Con le nuove misure annunciate martedì, tuttavia, gli esperti locali della salute sperano che la pressione economica sui lavoratori palestinesi possa essere parzialmente alleviata mantenendo rigide linee guida sulla salute pubblica.

“Siamo scettici sul fatto che gli operai si debbano recare in Israele per lavorare, perché questo aumenta le possibilità che portino qui il virus e lo diffondano”, sostiene a MEE il dott. Imad Shahadeh, capo della divisione di Betlemme del Ministero della Sanità dell’Autorità Nazionale Palestinese.

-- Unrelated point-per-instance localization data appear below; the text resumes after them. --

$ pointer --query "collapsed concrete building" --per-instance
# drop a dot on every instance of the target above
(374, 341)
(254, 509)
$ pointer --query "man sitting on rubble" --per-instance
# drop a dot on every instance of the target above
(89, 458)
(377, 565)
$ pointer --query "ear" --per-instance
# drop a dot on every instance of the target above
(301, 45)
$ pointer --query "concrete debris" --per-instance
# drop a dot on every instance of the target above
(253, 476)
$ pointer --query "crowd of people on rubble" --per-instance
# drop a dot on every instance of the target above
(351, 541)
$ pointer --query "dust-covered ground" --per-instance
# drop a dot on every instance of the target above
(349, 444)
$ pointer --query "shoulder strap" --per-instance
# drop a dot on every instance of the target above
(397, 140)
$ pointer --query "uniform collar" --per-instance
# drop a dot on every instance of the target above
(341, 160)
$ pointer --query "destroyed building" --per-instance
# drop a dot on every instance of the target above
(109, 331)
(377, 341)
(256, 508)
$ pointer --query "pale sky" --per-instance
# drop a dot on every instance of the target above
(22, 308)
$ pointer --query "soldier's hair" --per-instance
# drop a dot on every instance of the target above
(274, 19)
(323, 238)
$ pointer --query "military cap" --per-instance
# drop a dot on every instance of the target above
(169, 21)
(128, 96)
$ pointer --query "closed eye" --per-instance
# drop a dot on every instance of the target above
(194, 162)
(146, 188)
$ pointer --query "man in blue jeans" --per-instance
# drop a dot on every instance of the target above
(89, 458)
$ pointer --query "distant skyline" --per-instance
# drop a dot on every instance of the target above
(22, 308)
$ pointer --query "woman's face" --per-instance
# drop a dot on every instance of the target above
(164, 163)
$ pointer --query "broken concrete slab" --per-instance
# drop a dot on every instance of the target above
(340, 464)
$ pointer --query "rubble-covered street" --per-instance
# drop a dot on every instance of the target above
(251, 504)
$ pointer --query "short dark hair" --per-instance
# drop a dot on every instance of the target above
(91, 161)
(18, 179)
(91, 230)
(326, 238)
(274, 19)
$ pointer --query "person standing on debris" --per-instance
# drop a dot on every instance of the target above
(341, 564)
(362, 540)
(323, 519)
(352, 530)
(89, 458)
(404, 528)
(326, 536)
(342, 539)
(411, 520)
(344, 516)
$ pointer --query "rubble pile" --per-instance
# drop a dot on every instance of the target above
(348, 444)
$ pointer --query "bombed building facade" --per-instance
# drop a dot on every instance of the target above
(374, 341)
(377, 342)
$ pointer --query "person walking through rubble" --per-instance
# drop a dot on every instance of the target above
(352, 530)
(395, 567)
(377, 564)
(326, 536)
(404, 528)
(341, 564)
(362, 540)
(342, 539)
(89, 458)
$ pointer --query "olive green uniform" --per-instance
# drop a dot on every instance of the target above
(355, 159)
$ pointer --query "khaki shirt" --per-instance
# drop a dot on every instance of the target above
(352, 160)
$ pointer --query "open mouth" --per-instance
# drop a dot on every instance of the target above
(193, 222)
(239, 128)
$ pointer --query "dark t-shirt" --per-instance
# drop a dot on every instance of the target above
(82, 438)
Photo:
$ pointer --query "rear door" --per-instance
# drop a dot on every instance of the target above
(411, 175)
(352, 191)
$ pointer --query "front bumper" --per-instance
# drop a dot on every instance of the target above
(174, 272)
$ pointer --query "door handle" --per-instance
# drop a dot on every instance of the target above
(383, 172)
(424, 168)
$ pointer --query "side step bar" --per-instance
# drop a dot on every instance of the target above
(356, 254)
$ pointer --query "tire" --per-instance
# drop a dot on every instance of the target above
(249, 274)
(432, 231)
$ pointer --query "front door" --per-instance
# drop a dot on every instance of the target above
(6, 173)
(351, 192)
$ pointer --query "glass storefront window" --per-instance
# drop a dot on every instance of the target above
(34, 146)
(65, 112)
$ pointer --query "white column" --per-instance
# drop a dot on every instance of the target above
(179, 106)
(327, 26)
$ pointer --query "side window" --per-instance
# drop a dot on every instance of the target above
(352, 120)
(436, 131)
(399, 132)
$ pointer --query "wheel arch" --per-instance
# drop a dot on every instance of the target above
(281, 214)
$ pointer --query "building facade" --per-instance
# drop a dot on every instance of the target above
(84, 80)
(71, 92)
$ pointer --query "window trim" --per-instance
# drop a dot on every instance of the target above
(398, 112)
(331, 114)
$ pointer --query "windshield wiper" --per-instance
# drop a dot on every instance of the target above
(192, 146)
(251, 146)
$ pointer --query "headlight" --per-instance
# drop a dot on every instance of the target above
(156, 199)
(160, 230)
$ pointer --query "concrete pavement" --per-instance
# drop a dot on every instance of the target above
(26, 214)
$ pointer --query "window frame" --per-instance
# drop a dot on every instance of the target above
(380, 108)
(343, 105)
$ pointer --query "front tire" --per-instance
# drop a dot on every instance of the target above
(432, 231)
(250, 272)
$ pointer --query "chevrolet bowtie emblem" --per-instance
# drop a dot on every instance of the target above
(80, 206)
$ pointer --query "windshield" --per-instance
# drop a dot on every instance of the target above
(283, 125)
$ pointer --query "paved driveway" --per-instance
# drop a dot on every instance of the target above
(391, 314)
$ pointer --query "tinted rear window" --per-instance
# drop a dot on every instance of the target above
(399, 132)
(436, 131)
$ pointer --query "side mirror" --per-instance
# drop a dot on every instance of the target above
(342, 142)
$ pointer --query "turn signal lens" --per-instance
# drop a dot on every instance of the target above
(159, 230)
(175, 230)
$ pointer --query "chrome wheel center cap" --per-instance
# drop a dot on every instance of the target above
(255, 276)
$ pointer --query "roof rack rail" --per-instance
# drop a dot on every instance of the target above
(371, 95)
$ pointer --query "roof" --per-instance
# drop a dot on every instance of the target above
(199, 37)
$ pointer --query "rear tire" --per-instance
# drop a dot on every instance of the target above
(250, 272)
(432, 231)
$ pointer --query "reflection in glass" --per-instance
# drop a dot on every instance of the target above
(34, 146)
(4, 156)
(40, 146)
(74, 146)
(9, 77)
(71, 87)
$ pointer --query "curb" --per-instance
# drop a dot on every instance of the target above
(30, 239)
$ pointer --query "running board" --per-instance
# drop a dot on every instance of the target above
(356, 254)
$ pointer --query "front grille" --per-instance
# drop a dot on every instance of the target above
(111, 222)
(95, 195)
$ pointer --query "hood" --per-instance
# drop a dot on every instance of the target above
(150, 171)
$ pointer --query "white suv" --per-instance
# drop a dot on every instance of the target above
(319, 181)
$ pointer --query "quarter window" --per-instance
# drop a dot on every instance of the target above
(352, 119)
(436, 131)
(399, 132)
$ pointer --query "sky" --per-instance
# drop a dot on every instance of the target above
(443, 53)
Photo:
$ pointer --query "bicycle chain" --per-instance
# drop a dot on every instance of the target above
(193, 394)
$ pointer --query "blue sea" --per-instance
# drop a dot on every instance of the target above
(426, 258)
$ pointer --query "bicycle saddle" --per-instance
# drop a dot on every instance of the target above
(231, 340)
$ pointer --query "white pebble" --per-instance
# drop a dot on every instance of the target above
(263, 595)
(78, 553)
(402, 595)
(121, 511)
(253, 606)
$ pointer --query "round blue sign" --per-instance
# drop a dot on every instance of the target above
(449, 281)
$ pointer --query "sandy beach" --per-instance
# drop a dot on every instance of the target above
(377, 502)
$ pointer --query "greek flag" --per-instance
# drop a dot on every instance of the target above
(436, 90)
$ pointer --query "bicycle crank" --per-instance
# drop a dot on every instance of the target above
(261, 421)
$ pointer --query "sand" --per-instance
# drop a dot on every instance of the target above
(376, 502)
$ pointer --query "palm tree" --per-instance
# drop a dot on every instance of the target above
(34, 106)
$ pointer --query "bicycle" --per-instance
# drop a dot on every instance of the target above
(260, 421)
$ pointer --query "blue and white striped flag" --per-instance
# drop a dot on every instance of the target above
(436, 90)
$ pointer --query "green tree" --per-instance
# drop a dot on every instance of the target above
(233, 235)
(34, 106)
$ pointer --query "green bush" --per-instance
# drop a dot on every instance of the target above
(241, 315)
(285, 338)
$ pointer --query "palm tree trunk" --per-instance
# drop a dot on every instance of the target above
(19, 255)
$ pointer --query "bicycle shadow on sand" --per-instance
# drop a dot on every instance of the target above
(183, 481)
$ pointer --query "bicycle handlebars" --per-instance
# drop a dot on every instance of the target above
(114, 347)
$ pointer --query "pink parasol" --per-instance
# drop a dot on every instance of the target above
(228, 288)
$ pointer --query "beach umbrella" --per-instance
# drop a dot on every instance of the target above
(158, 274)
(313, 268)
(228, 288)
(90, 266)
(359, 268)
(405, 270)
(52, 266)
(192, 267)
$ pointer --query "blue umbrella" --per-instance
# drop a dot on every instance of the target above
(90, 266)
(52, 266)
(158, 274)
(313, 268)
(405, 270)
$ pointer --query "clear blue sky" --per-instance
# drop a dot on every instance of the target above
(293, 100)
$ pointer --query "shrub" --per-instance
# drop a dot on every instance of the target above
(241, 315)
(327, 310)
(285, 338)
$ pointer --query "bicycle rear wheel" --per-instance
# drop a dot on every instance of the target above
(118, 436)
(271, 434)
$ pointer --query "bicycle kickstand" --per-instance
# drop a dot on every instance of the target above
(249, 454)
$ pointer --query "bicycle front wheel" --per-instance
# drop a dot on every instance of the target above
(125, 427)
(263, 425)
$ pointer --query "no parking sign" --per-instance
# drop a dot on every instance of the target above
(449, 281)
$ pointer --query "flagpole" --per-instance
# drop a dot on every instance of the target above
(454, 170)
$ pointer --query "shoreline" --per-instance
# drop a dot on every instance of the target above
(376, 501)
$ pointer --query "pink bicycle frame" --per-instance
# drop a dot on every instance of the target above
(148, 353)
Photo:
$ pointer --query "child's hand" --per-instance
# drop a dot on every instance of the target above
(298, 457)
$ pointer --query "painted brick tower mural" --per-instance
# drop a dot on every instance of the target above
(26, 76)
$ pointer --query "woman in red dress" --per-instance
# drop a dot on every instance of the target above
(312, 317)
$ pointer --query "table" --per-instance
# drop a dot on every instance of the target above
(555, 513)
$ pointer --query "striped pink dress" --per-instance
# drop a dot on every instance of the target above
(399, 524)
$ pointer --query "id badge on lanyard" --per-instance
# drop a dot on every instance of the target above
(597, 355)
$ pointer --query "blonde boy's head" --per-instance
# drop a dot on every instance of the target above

Ma,  afferma, consentire ai lavoratori di rimanere all’interno di Israele in alloggi appositi riduce alcuni di questi rischi.

“Prevenire la diffusione del virus”, dice Shahadeh, “è una buona misura”, aggiungendo di sperare che i lavoratori siano al sicuro dal virus, “attraverso la riduzione al minimo dei loro rapporti con israeliani e con non lavoratori”.

Shahadeh aggiunge che l’Autorità Nazionale Palestinese starebbe già pianificando di attuare una serie di misure in occasione del ritorno dei lavoratori dopo uno o due mesi, tra cui controlli sanitari ai posti di blocco e ai punti di ingresso e l’imposizione di un’auto-quarantena obbligatoria per 14 giorni dopo il rientro in Cisgiordania.

Per Kareem, le misure adottate dai governi israeliano e palestinese non sarebbero ancora sufficienti e non coprirebbero i rischi.

“Permettere ai lavoratori di dormire in Israele sta mettendo a rischio la salute di tutti i lavoratori”, dice, affermando che qualcuno “inevitabilmente” prenderà il virus, che “non fa distinzione tra palestinesi e israeliani”.

“Anche se tutti saranno sottoposti a screening e messi in quarantena, metteranno comunque a rischio la comunità al loro arrivo”, sostiene. “E se si ammaleranno in Israele, ci possiamo davvero fidare che il governo israeliano dia la priorità delle cure ai lavoratori palestinesi?”

Nonostante non sia d’accordo con le iniziative dei governi, Kareem afferma di non giudicare alcun lavoratore per le sue decisioni.

“So come si sentono. Hanno un disperato bisogno di prendersi cura delle loro famiglie “, dice. “Quindi, se stanno sacrificando la loro salute per salvare le loro famiglie, li capisco.”